We’ve had a beer or two on our day and have been on a few brewery tours. While we were in Copenhagen, we toured Carlsberg.
Carlsburg had several things going for it. It has decent beer (sorry Heineken). It has a nice campus. It has a decent place to sit and drink your free beers. One of the best parts of the tour was the Guinness (ironic) Book of Records certified world’s largest collection of unopened beer bottles (currently +/- 20,000). The other nice part was the history of the company and it’s role in Danish society.
|Sorry, I couldn’t fit them all in. Not even close.|
They have a copy of The Little Mermaid Statue. The family commissioned the one in the harbor. You get to see a bunch of old machinery and, like the Budweiser tour, there are stables with horses (no horses in the stables on the Heineken tour).

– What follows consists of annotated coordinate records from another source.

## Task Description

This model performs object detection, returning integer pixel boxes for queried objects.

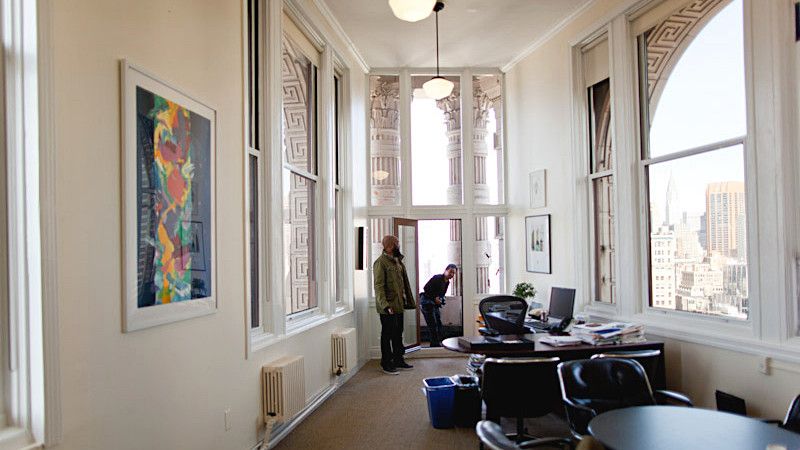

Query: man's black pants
[379,313,405,367]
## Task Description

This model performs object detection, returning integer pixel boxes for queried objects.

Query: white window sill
[0,427,42,450]
[586,308,800,364]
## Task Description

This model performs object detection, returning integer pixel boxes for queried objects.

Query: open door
[393,218,420,349]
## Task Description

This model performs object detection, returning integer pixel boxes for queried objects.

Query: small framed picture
[525,214,552,273]
[528,169,547,208]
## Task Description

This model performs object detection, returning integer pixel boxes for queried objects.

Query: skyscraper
[706,181,745,258]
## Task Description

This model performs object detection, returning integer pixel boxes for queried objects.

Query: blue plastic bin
[422,377,456,428]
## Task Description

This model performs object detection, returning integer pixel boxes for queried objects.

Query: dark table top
[589,406,800,450]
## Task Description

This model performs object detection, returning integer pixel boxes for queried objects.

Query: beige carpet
[275,358,569,450]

Several things go into making a good tour. We enjoy a tour and here are some easy ways to make a factory/product tour better:
- Show funny old commercials. Even ones that the suits setting up the tour don’t think are funny.

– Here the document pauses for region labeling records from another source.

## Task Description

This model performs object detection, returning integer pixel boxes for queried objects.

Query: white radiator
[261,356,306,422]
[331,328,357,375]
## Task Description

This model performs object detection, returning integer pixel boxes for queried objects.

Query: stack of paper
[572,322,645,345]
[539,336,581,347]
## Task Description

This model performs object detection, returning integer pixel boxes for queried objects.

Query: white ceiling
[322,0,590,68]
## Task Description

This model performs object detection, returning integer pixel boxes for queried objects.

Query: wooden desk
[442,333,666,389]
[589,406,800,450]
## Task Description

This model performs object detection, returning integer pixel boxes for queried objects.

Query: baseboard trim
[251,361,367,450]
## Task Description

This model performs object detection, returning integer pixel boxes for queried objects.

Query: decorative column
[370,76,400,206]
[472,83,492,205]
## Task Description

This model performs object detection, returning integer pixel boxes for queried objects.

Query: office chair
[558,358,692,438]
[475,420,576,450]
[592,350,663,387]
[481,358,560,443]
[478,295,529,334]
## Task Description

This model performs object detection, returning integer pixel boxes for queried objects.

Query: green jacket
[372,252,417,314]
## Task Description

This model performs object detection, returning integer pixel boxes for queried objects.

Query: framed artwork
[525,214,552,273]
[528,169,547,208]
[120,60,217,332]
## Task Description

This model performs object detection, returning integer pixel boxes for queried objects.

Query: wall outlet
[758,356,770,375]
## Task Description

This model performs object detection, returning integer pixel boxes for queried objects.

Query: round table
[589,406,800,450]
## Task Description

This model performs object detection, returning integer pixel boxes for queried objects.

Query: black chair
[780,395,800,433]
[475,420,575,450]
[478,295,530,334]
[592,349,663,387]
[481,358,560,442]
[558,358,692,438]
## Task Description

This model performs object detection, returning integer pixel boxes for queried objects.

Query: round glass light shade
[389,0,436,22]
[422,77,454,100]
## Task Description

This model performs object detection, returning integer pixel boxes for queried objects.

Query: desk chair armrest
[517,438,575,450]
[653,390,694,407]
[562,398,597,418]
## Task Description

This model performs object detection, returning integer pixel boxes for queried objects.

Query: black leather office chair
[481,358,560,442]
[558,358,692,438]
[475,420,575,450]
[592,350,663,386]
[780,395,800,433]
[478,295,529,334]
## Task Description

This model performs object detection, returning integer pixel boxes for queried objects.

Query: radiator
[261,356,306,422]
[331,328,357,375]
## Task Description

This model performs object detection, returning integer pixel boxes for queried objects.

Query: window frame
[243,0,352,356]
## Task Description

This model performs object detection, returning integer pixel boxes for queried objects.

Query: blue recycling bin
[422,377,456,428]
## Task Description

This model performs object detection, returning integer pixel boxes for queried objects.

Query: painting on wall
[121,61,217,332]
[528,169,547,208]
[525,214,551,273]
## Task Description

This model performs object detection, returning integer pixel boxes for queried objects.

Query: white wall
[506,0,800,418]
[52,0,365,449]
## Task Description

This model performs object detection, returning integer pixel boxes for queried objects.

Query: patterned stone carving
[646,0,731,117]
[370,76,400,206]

- Have a location with a view. Look out over mountains, the sea, the city, even a garden. Guinness does a good job with this. Their Gravity Bar has the best view of Dublin.
|The second best part of the Guinness tour|
- Provide plenty of silly photo ops.
- Try not to be as obvious about making it a giant commercial for your product. Yes, Guinness Tour I am talking to you. Miller, please pay attention as well. World of Coca-Cola in Atlanta, you might be a lost cause.
- Have knowledgeable people who can actually answer questions about the product. Olde Mecklenburg, Thomas Creek and lots of American microbrews do this well.
- If at all possible, try to show production. We eat it up. I’m not sure if you can still do it, but you used to be able to do this at Yuengling and some of the Milwaukee breweries.